EU signals end to high subsidies for renewable energy
The European Commission issued new guidelines Tuesday which could end costly and controversial subsidies for renewable energy, opening the way for state-aid backing of gas or coal-fired electricity generation projects.
“The ultimate aim of the market is to deliver secure and affordable energy for our citizens and business,” EU Energy Commissioner Guenther Oettinger said.
“Public intervention must support these objectives. It needs to be cost-efficient and be adapted to changing circumstances.
“When the sun is not shining and the wind is not blowing, electricity must still be produced,” Oettinger’s statement underlined.
To ensure back-up generating capacity, new power plants would be needed, and these could get state backing.

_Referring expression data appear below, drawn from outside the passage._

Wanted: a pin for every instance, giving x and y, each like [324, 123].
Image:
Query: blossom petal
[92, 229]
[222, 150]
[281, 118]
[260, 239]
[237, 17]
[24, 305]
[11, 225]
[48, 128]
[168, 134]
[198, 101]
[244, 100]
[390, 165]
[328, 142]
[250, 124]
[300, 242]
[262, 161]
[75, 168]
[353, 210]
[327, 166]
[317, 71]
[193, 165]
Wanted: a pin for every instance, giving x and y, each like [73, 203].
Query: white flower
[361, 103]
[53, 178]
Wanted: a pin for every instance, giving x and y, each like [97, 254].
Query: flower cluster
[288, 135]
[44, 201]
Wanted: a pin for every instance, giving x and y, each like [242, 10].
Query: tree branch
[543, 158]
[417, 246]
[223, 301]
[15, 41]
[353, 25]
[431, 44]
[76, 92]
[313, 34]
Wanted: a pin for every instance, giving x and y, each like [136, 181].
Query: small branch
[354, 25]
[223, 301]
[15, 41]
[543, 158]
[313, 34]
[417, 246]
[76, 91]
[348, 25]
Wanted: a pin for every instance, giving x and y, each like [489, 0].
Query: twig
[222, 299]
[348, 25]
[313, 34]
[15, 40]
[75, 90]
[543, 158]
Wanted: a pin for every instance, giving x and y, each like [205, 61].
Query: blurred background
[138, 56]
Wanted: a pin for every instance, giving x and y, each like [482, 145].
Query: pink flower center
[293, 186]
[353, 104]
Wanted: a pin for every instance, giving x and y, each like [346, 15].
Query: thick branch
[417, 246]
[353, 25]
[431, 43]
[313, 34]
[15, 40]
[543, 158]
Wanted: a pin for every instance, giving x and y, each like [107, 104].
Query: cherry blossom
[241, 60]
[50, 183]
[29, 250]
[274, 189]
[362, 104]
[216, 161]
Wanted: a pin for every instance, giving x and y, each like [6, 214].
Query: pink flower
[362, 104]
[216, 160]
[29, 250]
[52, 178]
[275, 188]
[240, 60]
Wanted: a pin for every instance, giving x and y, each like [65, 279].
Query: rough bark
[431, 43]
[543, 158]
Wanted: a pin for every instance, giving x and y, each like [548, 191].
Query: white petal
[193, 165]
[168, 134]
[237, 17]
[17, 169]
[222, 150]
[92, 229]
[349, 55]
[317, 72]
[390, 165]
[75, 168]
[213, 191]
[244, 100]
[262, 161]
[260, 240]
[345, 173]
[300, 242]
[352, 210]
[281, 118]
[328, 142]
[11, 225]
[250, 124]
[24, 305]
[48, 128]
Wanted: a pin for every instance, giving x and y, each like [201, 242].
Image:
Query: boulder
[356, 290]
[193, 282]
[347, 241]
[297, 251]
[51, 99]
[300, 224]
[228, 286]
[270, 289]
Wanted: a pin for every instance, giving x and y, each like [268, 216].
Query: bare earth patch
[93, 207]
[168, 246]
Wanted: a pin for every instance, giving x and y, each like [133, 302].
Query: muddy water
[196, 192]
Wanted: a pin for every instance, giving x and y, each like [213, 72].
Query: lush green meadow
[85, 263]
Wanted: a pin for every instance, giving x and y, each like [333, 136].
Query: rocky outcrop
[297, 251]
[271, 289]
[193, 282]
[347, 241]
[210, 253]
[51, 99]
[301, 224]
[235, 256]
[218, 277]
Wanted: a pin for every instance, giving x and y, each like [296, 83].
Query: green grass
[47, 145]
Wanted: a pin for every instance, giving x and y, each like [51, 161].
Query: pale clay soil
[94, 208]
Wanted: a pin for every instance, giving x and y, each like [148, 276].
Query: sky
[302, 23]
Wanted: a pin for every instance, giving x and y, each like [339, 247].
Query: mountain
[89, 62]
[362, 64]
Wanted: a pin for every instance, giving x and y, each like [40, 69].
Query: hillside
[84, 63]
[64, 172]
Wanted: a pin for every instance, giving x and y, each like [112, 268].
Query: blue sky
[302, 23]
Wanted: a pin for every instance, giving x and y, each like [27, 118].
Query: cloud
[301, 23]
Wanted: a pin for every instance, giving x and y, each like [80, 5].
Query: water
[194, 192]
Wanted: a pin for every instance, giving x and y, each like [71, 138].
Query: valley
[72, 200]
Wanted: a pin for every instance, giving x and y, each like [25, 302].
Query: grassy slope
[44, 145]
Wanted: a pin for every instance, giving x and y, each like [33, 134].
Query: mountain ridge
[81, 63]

State intervention is potentially harmful to the working of the market and the new guidelines are meant to prevent that and show member nations what “best practice” is.
Accordingly, the Commission will now “consider whether to propose legal instruments” to ensure the new recommendations to member states’ governments are upheld.
The guidelines meet a demand by some member states, including France, for extra capacity to be provided by “coal and gas power plants which are flexible enough to be turned on and off whenever needed”.
The Commission said investment costs in renewables have come down and therefore government support can now be tapered off.
It warned that “governments must avoid unannounced or retro-active scheme changes” while the guidelines also stress that back-up capacity should meet European-wide needs, not only requirements in national markets.
However, Oettinger’s office said state-aid for nuclear generation was not yet acceptable — a key issue for many and especially Britain which has just announced its first nuclear plant for a generation to be built and financed by French and Chinese energy giants.
Big energy firms from a host of countries including GDF-Suez, Eni and E.ON and RWE, have urged that state-aid advantages be removed from removables such as solar and wind energy.
The European Union is committed to climate and energy targets that can deliver by 2020 a 20-percent reduction in greenhouse gas emissions — blamed for global warming — with a 20-percent share for renewables in the EU energy mix.